One of the simplest ways to get results immediately is with a couple of stretches from Relax into Stretch. The Relaxed Cobra and Overhead Reach (stretch 3 and 11 respectively) are both ideal for increaing the amount of thoracic extension you've got and stretching out the shoulders. I'm always amazed at the proliferation of low level coaches and trainers who advise people not to stretch because it will "lower their force output". So will being stiff and tight. The bottom line is that EVERY advanced lifter I've ever watched train performed static stretching before and after their workouts. If you're a middle aged guy who has a lifetime habit of sitting at a desk hunched over do you really think that a few minutes of a corrective drill before each session will counter act decades of poor posture? The only way to get real and permanent effects is to spend ample time on static stretching.
Once you've actually spent some time making sure you can safely get into the catch position of the jerk the best way to train for it is like we always recommend - practice. One of the best workouts for that, in my opinion, is the Modified De Lorme approach from Beyond Bodybuilding. With easy, moderate and harder sets this simple approach allows you to feel the movement with a lighter weight before stepping up to a heavier one. As a training method for RKCII - to build your jerks or presses - it is also ideal.

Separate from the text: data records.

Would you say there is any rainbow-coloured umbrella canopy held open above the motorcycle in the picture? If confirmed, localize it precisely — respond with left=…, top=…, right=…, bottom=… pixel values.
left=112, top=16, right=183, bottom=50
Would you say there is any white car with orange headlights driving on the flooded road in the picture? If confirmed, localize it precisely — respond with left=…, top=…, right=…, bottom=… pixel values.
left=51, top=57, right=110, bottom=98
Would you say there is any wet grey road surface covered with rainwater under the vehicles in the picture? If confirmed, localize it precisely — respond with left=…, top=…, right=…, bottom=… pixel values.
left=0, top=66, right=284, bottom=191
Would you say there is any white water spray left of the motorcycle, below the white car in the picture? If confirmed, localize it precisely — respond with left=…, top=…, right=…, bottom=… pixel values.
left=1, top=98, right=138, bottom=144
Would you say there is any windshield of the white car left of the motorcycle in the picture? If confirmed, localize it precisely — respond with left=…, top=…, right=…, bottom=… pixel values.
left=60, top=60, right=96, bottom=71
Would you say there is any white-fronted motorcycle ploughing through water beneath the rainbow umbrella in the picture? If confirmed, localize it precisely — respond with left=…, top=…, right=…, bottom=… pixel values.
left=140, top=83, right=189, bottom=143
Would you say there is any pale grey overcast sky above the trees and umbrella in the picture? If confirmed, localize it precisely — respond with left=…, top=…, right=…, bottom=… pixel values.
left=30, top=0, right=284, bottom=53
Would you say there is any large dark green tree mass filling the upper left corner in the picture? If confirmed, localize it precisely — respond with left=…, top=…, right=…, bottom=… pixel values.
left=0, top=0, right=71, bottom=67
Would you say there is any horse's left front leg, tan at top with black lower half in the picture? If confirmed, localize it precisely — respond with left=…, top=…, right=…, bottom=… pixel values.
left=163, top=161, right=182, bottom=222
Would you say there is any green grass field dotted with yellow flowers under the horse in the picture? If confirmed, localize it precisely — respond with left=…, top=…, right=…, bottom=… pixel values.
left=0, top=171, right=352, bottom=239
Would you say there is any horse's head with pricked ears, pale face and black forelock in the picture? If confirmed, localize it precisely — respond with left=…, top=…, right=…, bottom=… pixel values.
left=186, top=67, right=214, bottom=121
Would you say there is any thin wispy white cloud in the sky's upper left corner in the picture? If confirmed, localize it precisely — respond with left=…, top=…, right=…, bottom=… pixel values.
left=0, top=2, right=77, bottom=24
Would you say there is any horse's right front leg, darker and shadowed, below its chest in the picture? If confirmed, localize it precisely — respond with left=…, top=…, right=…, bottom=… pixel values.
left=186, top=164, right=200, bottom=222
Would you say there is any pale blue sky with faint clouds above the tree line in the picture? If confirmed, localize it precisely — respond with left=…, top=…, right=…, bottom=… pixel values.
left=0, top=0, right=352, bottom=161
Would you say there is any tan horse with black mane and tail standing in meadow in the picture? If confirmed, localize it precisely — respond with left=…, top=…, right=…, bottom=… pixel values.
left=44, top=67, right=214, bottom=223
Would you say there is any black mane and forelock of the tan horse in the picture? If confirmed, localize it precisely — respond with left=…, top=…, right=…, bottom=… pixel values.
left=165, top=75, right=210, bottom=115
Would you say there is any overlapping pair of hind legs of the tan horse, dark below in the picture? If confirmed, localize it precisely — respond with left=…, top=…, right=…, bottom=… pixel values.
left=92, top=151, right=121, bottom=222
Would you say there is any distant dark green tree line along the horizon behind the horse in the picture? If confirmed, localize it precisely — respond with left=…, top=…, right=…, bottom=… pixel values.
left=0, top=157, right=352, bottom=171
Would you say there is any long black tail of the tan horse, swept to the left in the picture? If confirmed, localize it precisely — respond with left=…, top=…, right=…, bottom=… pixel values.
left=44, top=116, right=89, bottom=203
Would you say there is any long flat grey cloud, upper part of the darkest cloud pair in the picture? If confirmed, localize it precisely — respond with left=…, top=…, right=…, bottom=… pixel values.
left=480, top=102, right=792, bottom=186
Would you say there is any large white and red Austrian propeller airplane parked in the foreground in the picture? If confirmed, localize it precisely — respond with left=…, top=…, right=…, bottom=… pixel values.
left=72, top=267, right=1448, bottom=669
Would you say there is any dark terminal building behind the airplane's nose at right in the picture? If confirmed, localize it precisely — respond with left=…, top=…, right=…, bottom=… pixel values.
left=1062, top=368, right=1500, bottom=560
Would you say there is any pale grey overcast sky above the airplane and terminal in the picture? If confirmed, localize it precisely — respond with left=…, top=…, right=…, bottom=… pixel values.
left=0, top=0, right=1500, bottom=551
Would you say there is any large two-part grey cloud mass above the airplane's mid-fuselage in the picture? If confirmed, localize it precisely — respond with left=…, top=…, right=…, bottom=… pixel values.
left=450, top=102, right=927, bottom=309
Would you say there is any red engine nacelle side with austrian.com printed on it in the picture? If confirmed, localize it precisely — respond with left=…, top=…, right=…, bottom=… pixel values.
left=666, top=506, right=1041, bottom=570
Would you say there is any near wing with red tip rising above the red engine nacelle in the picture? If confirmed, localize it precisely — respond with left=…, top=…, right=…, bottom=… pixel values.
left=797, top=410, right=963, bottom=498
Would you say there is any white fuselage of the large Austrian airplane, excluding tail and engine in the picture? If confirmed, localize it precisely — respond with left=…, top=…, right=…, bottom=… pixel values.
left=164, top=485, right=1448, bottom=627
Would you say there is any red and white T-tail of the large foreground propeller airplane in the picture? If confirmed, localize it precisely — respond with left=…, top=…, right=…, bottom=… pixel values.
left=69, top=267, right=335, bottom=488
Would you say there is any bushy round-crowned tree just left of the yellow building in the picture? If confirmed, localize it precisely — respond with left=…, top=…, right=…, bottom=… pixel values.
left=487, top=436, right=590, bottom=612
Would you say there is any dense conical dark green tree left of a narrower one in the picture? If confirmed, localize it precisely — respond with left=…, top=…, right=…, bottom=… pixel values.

If looking for a bare bones, tough as nails workout plan I'm hard pressed to find anything that would surpass something along the lines of successively heavier get ups x 3-5, say going from 24kg for one each side, to 28kg, 32kg, 36kg and finally 40kg. Then the De Lorme clean and jerks and finishing with barbell squats for 4 x 4. (The magic of 4 x 4 will have to wait for another time). But for all round strength with a limited time expense this would be a great plan. It's actually almost exactly the plan I'm using at the moment and my strength is going through the roof currently.